Des histoires de voix s'habituant doucement à se taire et de corps qui se jettent sur le chemin de fer.
Des isolations franches suivies de néons lourds, vissés à chaque plafonds, comme des travaux omniprésents.
Des "en attendant le vin", la télévision et l'horreur commune du gamin qui gamine alors qu'il est adulte.
Des morceaux d'évasion cloués à même le sol, sosies d'inquisition opérées par des hommes aux cerveaux incertains.
Et tellement de voitures, dans tout cela, et tellement de bruits sur ces routes où s'épuisent ces vies aux volants de bolides aveugles et sans issue. Seulement Point A. Point B. Point A.

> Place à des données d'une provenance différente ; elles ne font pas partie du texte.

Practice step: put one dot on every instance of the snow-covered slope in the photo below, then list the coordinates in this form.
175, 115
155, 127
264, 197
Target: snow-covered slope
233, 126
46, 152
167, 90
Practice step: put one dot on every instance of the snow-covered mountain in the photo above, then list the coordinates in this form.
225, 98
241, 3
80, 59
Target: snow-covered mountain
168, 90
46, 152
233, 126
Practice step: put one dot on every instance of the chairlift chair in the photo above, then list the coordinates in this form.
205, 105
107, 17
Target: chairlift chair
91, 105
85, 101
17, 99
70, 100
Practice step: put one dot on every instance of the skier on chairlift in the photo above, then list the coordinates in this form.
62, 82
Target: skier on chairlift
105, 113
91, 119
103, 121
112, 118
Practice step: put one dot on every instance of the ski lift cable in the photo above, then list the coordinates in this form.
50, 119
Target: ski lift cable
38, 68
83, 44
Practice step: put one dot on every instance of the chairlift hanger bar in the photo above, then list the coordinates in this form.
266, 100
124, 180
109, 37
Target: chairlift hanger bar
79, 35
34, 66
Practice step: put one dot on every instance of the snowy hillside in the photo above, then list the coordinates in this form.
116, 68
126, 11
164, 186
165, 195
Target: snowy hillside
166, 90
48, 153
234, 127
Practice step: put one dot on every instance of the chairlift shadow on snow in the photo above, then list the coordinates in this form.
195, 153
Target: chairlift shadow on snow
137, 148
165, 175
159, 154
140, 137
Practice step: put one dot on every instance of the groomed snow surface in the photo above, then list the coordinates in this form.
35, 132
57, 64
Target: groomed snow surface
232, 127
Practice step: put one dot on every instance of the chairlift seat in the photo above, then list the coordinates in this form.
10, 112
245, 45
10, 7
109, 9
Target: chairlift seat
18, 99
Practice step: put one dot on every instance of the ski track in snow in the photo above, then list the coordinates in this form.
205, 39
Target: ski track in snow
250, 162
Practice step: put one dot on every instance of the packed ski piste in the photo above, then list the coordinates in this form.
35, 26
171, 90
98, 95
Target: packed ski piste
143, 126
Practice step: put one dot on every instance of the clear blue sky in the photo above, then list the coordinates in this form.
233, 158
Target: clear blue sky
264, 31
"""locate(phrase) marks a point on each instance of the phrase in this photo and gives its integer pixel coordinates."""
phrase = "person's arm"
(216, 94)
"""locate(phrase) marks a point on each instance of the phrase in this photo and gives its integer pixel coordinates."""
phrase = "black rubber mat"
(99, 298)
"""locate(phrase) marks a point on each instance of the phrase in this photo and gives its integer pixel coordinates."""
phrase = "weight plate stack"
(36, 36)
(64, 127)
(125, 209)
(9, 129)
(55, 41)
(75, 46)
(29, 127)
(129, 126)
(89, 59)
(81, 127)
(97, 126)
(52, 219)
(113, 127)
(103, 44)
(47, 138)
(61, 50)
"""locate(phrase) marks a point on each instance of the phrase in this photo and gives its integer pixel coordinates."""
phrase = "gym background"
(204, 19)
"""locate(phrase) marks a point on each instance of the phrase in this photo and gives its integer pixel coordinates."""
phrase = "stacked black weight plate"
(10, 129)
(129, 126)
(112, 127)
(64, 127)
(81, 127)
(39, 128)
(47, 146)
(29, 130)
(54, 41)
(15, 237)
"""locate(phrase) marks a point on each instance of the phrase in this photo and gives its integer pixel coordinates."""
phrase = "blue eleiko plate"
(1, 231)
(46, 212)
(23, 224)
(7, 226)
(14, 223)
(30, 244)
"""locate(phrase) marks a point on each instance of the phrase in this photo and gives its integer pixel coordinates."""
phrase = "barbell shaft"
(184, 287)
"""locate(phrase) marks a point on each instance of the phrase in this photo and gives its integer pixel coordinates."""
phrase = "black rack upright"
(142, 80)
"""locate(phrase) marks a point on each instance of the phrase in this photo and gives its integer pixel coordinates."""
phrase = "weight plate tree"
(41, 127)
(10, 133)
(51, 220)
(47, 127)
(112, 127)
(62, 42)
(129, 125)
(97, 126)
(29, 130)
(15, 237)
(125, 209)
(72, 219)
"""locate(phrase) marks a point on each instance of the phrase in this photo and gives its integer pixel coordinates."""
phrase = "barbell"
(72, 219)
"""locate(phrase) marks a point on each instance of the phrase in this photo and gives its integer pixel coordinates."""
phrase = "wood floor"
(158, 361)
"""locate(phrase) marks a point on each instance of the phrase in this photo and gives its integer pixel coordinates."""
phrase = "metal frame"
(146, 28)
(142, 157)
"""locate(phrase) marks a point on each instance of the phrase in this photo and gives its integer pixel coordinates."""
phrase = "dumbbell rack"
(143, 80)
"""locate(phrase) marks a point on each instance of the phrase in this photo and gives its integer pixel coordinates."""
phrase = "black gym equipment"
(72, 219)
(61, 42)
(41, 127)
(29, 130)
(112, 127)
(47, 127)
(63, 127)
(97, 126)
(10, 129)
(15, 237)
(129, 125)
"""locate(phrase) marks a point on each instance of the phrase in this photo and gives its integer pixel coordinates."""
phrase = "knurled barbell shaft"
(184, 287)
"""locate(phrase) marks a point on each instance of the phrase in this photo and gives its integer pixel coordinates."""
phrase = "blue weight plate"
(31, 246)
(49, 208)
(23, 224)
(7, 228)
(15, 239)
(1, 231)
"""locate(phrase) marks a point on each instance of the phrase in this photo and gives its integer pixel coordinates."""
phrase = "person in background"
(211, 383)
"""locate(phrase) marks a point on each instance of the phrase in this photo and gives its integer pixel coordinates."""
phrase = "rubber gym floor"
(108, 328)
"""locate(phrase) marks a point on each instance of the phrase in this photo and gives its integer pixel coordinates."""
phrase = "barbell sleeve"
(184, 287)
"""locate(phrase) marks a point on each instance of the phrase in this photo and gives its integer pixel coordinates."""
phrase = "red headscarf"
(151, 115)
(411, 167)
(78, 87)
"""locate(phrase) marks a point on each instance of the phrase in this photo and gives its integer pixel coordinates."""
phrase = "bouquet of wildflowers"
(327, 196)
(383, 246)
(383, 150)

Ah ces nuances absentes dans leurs crânes semblables, ceux-là qui rasent l'herbe et songent au radar comme à l'ultime peste. Le monde de ma région est un monde d'automobilistes résignés à mourir, quelque part en campagne ou au fond d'un dossier. C'est un univers aux valves soudées à l'os dont le moindre mouvement romprait les cartilages, et donc qui ne bouge pas, ni ne pense, ni ne se noie au sein des longs génies ou bien des marécages. C'est une brochure en faveur du Silence placée sous tous les essuie-glaces et lue avec entrain avant d'être rangée dans la poche intérieure où bat sans plus se battre, un fantôme de coeur.
Les villes du Nord sont des villes désertes car les Hommes les ont fui de leur intelligence.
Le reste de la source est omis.